The input parameters were slightly different for this run:

the cylinder length is 1000 meters
the profile is a bit longer: -1500 to +1500 meters
everything else is the same

Using the same equation above for $g_{max}$, we find $g_{max} = 0.2756 \ mGals$

This should match the value at x = 0 in the table, which it does with an error < 0.6%

I think this is pretty good, if we consider how many tiny elements were used in each summation.

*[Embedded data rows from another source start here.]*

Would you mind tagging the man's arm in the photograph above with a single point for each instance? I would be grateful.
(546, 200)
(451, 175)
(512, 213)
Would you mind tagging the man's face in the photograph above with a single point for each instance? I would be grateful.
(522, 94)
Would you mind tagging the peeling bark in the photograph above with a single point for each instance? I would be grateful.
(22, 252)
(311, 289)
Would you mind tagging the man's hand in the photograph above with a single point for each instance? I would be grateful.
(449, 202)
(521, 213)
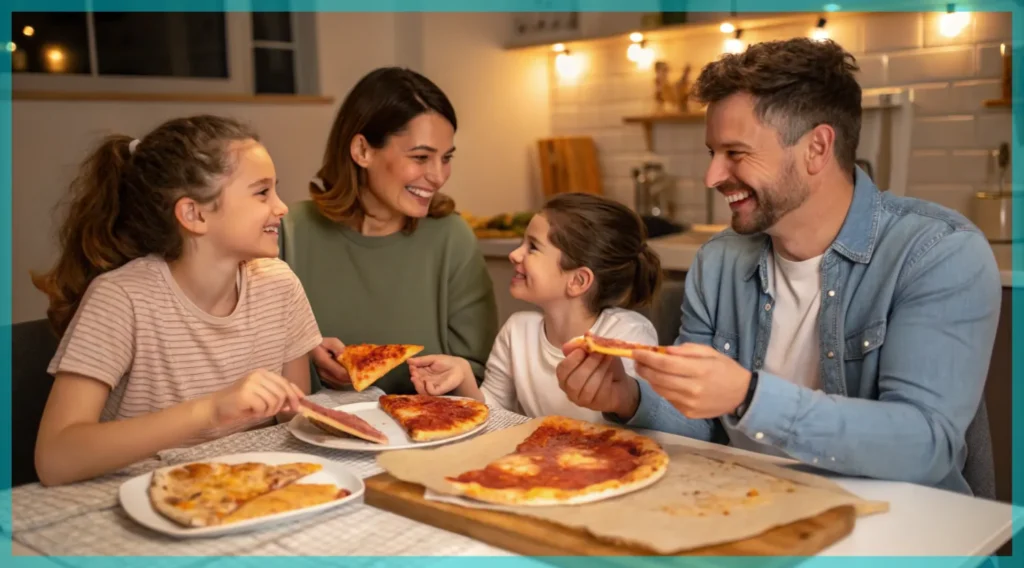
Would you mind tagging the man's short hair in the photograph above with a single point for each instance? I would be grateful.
(797, 85)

Notes on Program Runtime: unfortunately, the runtime for this program was pretty bad, taking 37 minutes on an M1 iMac. It computed the response for 61 points, taking more than 30 seconds per point.The number of elements is found from the limits of the 3 loops (ie summations) divided by the increment: $2\pi/0.02 * 100/1 * 1000/1 = 31,415,926$ elements

python3 vert-cyl-integ2.py
X (m) e Point 15 Gravitational Response (mGal)
-1500 		 0.0336
-1450 		 0.0360
-1400 		 0.0386
...
-200 		 0.2468
-150 		 0.2579
-100 		 0.2666
-50 		 0.2721
0 		 0.2740
50 		 0.2721
100 		 0.2667
150 		 0.2580
200 		 0.2468
...
1400 		 0.0386
1450 		 0.0360
1500 		 0.0336

Cylinder Profile

Conclusions

You’ve now seen how we can start from first principles and develop some mathematical models to calculate the gravity response of simple geometric shapes. We can sometimes find a closed solution for a geometric shape, but when we can’t we can find numerical solutions or run discrete summation loops as with the vertical cylinder. Once we know how to work with basic geometric shapes, we can proceed to model more complex geology or use them to fit our observatons. Modelling normally involves building a cross sectional 2D or 3D model and iteratively adjusting it to reproduce the observed data. This is called the Direct or Forward modelling approach. However, it does not generate a unique model; other mass distributions can also produce the same set of field data. A project will undergo several different surveys and combine the results to aid in the final interpretation.